Normalization and re-annotation of data
For each data set the probes were re-annotated using the MyGene.info (http://mygene.info) API using all available references (e.g. NCBI Entrez, Ensembl etc.) and any ambiguous mappings manually assigned [60].
Each data set was quantile normalized using the R Limma package and the probes for each gene merged by taking the median value for probe sets with a Pearson correlation ≥0.2 and the maximum value for these with a correlation <0.2 [61].
Network analysis
This discusses how the Parsimonious Gene Correlation Network Analysis (PGCNA) approach was developed.
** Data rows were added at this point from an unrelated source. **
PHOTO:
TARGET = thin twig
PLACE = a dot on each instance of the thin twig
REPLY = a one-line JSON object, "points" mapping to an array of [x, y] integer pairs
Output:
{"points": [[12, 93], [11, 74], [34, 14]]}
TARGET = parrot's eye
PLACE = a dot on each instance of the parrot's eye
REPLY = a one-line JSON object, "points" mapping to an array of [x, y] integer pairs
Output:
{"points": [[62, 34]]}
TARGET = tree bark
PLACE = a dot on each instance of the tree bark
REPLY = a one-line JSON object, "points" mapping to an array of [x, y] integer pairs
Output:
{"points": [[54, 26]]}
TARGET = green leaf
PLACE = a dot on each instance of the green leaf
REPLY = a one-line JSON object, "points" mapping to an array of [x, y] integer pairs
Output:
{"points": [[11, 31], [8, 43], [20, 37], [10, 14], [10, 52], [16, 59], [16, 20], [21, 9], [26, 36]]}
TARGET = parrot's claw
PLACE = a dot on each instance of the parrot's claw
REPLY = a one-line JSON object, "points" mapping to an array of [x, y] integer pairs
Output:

Gene correlation calculation
See Fig. S1A part 2 and 3
For each expression data set the 80% most variant genes were used to calculate Spearman’s rank correlations for all gene pairs using the Python scipy.stats package. The resultant p-values and correlations matrices were merged across all data sets for a given cancer by taking the median values (across the sets in which the gene pairs were contained) to give a final median correlation matrix and its corresponding p-value matrix. Genes present in < 9 data sets for BRCA and < 4 data sets for CRC were removed from respective matrices. This gave a final matrix size of 17,805 and 18,896 for BRCA and CRC respectively. Finally, all correlations with a p-value > 0.05 were set to 0 to reduce noise.
Edge reduction
See Fig. S1A part 4
We tested a simple but aggressive edge reduction strategy as a way to improve module discovery and network visualization. For each gene (row) in a correlation matrix only the N most correlated Edges Per Gene (EPG) were retained, with N ranging from 3 to 10 (<3 gives orphan modules). The resulting matrix M, with entries written as M = (mij) was made symmetrical by setting mij = mji for all indices i and j so that M = MT (its transpose). For EPG3 this reduced the nodes in BRCA from 43,231,589 to 49,199 and CRC from 42,142,502 to 52,257, in both cases > 800-fold reduction (Supplemental Table 1).
Data clustering
See Fig. S1A part 5
The matrices from the edge reduction step alongside the Total matrices were clustered using 3 different approaches: hierarchical clustering using the R package fastcluster, k-means clustering using the R package kmeans and a network level clustering using the Fast unfolding of communities in large networks algorithm (version 0.3) referred to subsequently herein as FastUnfold [19, 62]. FastUnfold was run 10,000 times at each EPG level and the 100 best (judged by the modularity score) were used for downstream analysis (note: the Total edges data always yielded 3 modules and was thus ignored for the FastUnfold approach). The FastUnfold algorithm automatically converges on a module number and therefore does not require a user defined module number.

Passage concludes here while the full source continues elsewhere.